Dans la pénombre, Hélène et Jean Paul découvrent une série de hautes silhouettes. On s'approche, les contours se précisent, la visibilité s'améliore.

Il s'agit bien d'un site hydrothermal actif. Il comporte quatre grandes structures alignés le long d'un éperon de lave.

L'une d'elle, de 3 mètres de haut, évoque un totem indien. Sa surface est de la couleur ocre caractéristique des dépôts de sulfure polymétallique.

Et presque au centre se dresse un véritable fumeur noir : un panache noirâtre de fluide hydrothermal en sort à haute température, et se dilue dans la nuit. C'est lui qui a guidé le sous-marin.

Visionner la vidéo de la découverte de fumeurs noirs

Tout de suite Jean Paul déploie le bras du Nautile et va prendre la température du fluide qui s'échappe : 340°. Ne pas trop s'en approcher.

Pour ramener ce fluide en surface et pouvoir l'analyser, il faut des bouteilles et un "multipréleveur sous pression". Or pour cette plongée, ce matériel n'a pas été embarqué avec le Nautile. Qu'à cela ne tienne ! On demande à l'Atalante de nous larguer une "navette". Sorte d'ascenseur, elle permet de suppléer à la capacité limitée (200 kg) d'emport du Nautile. Pour disposer d'un équipement exceptionnel ou effectuer plus de prélèvements, on fait donc appel à elle. Un répondeur acoustique permet de la repérer quand elle atteint le fond (ou la surface).

Accord de L'Atalante. Mise à l'eau. Atterrissage annoncé dans 35 minutes. Repérage au sonar. Bien visé ! Elle est à 50 mètres de l'endroit attendu.

Pour guider la mise en place par le bras télémanipulateur du dispositif de prélèvement du fluide (dans des bouteilles en titane), on aimerait s'approcher tout prêt de la cheminée.

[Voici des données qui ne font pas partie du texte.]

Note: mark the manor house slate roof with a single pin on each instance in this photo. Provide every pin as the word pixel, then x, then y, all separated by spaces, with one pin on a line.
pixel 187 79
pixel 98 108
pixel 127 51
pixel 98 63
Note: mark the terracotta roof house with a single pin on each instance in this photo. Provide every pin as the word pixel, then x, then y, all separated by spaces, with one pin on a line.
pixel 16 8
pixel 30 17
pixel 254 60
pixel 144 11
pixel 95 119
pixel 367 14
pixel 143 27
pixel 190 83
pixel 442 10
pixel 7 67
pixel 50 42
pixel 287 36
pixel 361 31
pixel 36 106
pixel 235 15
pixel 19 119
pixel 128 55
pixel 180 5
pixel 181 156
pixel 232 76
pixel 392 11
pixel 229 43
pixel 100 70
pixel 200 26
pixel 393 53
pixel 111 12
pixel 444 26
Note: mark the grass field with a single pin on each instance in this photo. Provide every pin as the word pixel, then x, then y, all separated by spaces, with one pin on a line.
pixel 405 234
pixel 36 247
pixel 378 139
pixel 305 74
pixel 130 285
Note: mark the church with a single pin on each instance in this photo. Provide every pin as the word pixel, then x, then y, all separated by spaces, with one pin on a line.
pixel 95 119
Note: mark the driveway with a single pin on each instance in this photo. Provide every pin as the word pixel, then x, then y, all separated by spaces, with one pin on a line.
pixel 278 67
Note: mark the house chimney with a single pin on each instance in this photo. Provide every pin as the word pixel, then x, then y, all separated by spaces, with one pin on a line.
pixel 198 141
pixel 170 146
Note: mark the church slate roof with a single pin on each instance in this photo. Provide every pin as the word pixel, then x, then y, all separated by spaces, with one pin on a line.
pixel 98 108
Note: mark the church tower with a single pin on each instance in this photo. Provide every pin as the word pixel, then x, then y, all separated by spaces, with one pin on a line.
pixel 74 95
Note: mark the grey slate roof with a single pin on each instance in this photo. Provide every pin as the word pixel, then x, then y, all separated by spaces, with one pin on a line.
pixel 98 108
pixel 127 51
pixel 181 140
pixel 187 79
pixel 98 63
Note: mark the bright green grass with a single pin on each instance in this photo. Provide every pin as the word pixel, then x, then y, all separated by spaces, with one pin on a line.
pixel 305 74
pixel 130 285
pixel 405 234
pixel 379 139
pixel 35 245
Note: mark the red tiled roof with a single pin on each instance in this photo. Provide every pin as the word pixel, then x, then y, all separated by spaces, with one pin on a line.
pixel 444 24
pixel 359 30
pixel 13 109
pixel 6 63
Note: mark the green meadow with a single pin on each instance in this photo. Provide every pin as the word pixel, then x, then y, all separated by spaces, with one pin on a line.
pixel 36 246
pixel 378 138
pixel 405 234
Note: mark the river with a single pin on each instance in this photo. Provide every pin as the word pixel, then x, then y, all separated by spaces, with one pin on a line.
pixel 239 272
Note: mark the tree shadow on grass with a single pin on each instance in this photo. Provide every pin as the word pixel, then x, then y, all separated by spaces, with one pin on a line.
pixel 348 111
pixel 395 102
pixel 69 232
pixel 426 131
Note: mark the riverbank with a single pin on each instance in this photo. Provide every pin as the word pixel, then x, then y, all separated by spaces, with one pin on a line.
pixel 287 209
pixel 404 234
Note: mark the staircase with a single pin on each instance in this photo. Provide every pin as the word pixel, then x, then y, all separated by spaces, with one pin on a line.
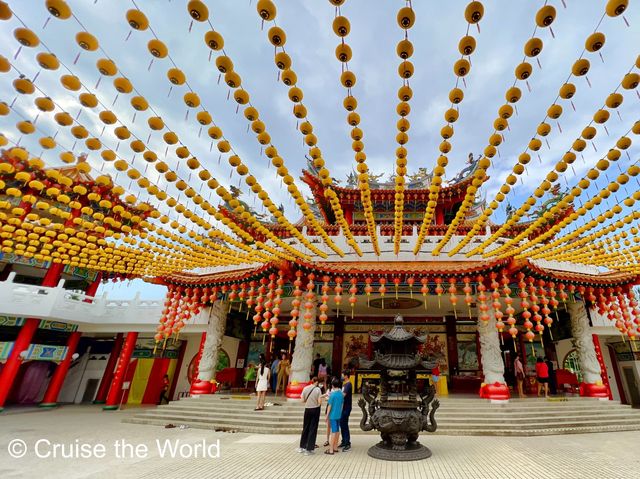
pixel 456 416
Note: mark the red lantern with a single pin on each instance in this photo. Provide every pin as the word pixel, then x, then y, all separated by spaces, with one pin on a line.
pixel 382 289
pixel 338 297
pixel 439 290
pixel 396 284
pixel 353 291
pixel 452 295
pixel 368 289
pixel 424 290
pixel 410 281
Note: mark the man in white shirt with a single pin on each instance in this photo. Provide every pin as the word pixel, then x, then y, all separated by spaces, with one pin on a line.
pixel 312 398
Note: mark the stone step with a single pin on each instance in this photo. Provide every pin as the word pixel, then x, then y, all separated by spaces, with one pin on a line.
pixel 491 409
pixel 594 417
pixel 423 437
pixel 276 411
pixel 444 421
pixel 455 416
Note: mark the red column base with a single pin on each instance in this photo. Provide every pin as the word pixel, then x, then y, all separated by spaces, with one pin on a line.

Mais la haute température risque d'endommager les hublots en Plexiglas. On reste donc prudemment à 1,5 mètre de la cheminée. Les bouteilles sont remplies une à une et déposées dans la navette. Quand l'opération est terminée, une télécommande par ultrasons donne le signal de largage du lest de la navette. Une heure plus tard, les bouteilles et le matériel de prélèvement sont de retour en surface.

Grâce à l'habilité du pilote, des morceaux de sulfures métalliques sont détachés et rangés dans le panier du Nautile. Parfois, il faut complètement immobilisé le sous-marin ; pour cela, Jean Paul utilise le second bras (celui de droite) pour s'arrimer à un rocher.

Photo prise dans le Pacifique pendant la campagne Hydronaut 1987 (qui a servi de modèle pour cette plongée)

La faune visible à l'oeil nu est surtout constituée de bivalves (moules) au sein desquelles évoluentdes crabes et des crevettes. Mais la faune invisible intéresse tout autant nos chercheurs.

Pendant 3 heures, les observations et les prélèvements s'enchaînent autour des fumeurs.

Au total, on aura parcouru près de 4 kilomètres en un peu moins de 6 heures passées sur le fond.